We began by collecting information about other MFCC training programs in California. Quickly, we saw that we were one of the few MFCC programs in the State University system that offered MFCC training in a Psychology Department. And, we were the only program in which admission procedures and requirements were identical with admission procedures and requirements for all Psychology graduate students. Essentially, anyone who was accepted to the Psychology Department for graduate study could become an MFCC student. When we considered our goals and our dwindling resources, we decided that it is imperative that we institute new and more stringent admissions criteria, as well as limit admissions to the MFCC program to those students who seemed well-suited for the work. This meant selecting students with higher academic requirements, as well as more maturity, experience, sensitivity, and motivation.

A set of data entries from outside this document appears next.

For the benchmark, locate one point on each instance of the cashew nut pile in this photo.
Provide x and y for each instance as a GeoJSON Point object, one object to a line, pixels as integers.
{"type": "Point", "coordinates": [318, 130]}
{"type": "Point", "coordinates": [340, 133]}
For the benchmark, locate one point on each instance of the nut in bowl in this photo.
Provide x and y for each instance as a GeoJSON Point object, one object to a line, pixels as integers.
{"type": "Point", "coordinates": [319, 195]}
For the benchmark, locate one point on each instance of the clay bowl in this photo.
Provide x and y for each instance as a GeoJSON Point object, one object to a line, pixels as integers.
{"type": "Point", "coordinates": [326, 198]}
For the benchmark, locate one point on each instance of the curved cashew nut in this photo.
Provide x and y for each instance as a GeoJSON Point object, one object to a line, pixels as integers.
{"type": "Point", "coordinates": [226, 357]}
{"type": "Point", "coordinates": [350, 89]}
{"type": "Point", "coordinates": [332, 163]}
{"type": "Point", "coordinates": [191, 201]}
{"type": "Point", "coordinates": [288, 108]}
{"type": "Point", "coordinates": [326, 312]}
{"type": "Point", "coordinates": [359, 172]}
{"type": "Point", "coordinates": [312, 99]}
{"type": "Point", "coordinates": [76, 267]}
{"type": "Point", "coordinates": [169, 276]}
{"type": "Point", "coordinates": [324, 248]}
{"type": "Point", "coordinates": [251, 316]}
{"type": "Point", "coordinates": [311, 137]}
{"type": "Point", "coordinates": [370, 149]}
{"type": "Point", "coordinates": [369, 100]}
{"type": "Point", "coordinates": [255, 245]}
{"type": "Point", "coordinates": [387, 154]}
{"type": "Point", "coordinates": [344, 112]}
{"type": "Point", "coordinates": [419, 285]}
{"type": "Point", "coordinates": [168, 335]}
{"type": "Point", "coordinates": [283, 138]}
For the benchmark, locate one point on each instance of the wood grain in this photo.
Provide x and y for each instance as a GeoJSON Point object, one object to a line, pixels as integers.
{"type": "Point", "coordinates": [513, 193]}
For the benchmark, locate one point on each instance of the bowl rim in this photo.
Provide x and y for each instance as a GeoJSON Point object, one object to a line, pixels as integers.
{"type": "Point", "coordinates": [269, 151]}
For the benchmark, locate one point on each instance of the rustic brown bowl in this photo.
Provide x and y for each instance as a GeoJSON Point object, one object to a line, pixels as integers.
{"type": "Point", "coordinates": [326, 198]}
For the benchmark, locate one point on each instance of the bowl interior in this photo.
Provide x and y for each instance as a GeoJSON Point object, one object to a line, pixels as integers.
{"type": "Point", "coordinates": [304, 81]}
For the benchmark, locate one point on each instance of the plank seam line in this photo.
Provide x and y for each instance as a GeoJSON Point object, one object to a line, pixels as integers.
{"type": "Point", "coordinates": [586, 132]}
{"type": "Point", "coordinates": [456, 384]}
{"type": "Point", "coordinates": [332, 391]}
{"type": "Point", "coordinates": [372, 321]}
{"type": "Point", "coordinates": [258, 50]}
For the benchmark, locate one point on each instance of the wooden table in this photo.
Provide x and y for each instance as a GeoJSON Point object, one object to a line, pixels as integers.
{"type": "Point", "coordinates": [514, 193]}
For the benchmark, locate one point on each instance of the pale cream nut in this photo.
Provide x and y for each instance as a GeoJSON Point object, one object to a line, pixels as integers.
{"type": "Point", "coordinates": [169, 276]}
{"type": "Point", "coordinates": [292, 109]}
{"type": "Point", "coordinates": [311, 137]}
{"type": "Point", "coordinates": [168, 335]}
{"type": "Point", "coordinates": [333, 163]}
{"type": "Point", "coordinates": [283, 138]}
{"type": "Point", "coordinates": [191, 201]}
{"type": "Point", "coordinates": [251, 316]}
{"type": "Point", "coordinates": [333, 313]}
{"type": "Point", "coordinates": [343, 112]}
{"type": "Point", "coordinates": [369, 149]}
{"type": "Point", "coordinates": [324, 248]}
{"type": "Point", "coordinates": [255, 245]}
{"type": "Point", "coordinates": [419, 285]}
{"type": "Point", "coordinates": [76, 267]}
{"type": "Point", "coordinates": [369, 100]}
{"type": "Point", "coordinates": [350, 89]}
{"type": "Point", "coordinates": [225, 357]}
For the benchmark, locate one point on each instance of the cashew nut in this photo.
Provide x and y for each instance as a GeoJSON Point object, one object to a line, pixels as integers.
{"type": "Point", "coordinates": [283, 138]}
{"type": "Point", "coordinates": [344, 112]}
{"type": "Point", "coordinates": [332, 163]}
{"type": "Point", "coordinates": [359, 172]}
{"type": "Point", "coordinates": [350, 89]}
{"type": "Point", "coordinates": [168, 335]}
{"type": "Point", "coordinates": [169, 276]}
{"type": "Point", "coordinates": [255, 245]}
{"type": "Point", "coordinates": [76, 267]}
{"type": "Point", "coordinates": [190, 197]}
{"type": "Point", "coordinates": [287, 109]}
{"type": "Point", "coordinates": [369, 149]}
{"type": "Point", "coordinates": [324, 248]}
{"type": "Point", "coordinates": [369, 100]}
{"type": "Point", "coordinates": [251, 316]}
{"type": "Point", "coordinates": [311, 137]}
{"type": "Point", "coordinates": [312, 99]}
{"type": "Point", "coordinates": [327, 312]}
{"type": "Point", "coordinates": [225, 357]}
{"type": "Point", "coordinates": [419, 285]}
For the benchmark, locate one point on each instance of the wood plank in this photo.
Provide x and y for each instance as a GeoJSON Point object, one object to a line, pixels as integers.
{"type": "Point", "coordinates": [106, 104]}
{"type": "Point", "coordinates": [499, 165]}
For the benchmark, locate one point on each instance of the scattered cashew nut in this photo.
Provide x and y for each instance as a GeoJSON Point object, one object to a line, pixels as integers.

A second focus of our work was an examination of our curriculum. Much of the coursework for the MFCC is mandated by the Board of Behavioral Science Examiners, however, we wanted to examine if there is greater flexibility in courses that might satisfy statewide requirements, and if there are ways to improve the coherence of the MFCC training. We concluded that we all favored trying to do more to develop a cohort type program, one in which greater effort would be made to keep the MFCC students in classes together. Finally, a third focus of our meetings was to reconsider the Comprehensive Examination in light of its applicability to MFCC students. We decided that the exam was not sufficiently rigorous or comprehensive, nor was it particularly suited to the needs of the MFCC students.
After three quarters of weekly meetings, and debates over how to address the above concerns, the following changes were made and put into effect in the Fall of 1994:
COMPREHENSIVE EXAMINATIONThe Psychology Department comprehensive exam for MFCC students is modeled after the exam that is given by the Board of Behavioral Science Examiners after MFCC candidates complete their internship hours.